Tuesday, September 17, 2013


I'm from Minnesota, where the winters are long, cold, and snowy. Did I mention cold? There are already rumblings on the social networks that cold is coming and the feelings are definitely mixed. Those with allergies can't wait for the killing frost, the rest just aren't ready for it. Winterizing is something that happens every year and it happens in nearly every aspect of life. We used to change the tires on our cars to snow tires and change the oil from 10Wsomething to 10Wsomething thinner (I'm no car expert) We use special windshield cleaner fluid and carry an assortment of emergency things "just in case" like blankets and shovels and sand. We take the screens off and put on the storm windows. We insulate things we don't want to freeze, like pipes and plants. We bring out the big box of winter outerwear and make sure the boots don't leak. It'serious business in Minnesota, this winter thing.

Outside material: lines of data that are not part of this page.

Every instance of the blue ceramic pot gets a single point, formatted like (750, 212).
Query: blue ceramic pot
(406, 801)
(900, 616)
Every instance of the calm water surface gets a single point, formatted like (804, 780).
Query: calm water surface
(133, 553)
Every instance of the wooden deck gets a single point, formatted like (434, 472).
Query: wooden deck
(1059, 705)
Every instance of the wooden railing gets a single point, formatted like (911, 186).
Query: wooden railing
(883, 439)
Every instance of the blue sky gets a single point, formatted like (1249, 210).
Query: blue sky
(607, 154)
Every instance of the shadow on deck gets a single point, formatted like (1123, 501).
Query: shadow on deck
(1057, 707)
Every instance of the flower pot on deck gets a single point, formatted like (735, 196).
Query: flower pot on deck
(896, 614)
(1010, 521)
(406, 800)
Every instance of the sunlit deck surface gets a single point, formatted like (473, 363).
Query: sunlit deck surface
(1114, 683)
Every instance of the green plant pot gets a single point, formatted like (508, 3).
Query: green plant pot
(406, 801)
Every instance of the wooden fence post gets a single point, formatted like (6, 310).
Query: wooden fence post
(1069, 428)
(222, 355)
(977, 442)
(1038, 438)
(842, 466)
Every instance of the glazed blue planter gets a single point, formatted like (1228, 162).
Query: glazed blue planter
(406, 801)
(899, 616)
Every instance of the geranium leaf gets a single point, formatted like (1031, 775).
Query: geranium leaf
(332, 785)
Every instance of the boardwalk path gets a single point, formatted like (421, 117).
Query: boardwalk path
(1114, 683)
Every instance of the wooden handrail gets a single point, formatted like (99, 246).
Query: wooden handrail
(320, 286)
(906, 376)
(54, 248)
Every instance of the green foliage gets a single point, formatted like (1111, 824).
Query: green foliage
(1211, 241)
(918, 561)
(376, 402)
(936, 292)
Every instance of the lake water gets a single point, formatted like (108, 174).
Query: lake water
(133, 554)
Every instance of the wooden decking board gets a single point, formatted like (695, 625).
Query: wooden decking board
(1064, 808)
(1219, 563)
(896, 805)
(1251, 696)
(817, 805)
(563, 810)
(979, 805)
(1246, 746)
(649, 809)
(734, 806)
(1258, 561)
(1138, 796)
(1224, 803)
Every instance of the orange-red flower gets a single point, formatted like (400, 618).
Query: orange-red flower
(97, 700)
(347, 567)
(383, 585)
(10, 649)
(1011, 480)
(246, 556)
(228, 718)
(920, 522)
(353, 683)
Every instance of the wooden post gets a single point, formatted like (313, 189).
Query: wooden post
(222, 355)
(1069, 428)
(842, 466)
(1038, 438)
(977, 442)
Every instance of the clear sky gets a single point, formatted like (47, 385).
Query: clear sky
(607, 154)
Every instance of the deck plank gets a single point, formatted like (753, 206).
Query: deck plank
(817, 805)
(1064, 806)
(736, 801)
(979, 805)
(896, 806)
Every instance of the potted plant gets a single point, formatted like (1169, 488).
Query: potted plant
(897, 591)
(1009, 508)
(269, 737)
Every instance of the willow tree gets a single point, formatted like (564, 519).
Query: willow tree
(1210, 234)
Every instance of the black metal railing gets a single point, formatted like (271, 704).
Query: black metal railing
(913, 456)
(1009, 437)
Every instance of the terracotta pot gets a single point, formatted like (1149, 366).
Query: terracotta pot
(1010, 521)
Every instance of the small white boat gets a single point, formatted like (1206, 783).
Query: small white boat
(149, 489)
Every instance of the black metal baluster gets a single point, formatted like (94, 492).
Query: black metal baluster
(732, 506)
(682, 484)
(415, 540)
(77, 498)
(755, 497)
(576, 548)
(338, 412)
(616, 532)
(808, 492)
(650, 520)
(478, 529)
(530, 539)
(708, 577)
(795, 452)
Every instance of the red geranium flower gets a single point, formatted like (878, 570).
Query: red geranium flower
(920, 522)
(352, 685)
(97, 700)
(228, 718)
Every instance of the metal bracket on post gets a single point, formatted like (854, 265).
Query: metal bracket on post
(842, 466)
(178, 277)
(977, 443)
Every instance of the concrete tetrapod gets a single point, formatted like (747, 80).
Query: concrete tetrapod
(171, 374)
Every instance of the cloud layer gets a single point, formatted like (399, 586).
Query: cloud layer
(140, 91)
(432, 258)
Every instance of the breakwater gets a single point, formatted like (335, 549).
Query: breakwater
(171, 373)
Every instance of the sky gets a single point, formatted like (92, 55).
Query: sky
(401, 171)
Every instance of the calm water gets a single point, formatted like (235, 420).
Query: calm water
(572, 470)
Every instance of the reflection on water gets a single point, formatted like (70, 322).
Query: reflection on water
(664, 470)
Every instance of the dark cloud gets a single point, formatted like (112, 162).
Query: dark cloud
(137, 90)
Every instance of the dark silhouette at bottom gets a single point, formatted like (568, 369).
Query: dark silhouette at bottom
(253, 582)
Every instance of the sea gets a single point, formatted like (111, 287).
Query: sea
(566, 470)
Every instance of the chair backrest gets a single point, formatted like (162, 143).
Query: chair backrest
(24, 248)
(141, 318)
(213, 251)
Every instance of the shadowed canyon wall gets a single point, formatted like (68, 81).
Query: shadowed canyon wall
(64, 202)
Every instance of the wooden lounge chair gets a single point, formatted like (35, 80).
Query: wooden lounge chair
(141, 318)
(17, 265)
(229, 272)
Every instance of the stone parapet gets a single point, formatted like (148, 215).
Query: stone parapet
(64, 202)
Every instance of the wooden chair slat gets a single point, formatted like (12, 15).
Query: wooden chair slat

In Florence winter isn't the life-threatening season I'm used to. It's a kinder, gentler winter. But as I approach my third winter here I have to be honest; even if it isn't -20F it's still pretty darn cold. Call me soft if you must, but when the temperature plunges down to 40F and it's so damp it rains all the time and the concept of heating has barely left the Middle Ages it's impossible to get warm.

This year we will winterize, as much as is possible. First on my list, mostly because they were on sale,  I can carry it myself and it will make life a thousand times more bearable this winter is a clothes iron.

I sense confused looks out there. I don't blame you. If you're from the States you consider a clothes dryer an essential appliance and can't even imagine life without one. Not so here in Italy. Dryers are inefficient users of energy and energy is expensive here so most homes don't have a dryer. In the summer laundry decorates every balcony and window ledge, in the winter it's a complicated system involving some time outside, then to a rack in front of a radiator (rotating everything so every piece gets some front row time.) It can take up to a week to dry thick items (so all those heavy snuggly hoodies we love in MN don't work here) and even then it still feels damp so the smart casalinga (housewife) uses an iron to finish the drying process. Who cares about wrinkles? What's important is getting the clothes dry before wearing them.

Today I bought my iron and I'm not gonna lie. I'm totally thrilled at the idea of wearing something not only dry but with that just-out-of-the-dryer kind of warmth that makes winter bearable. Bring it on, Jack Frost.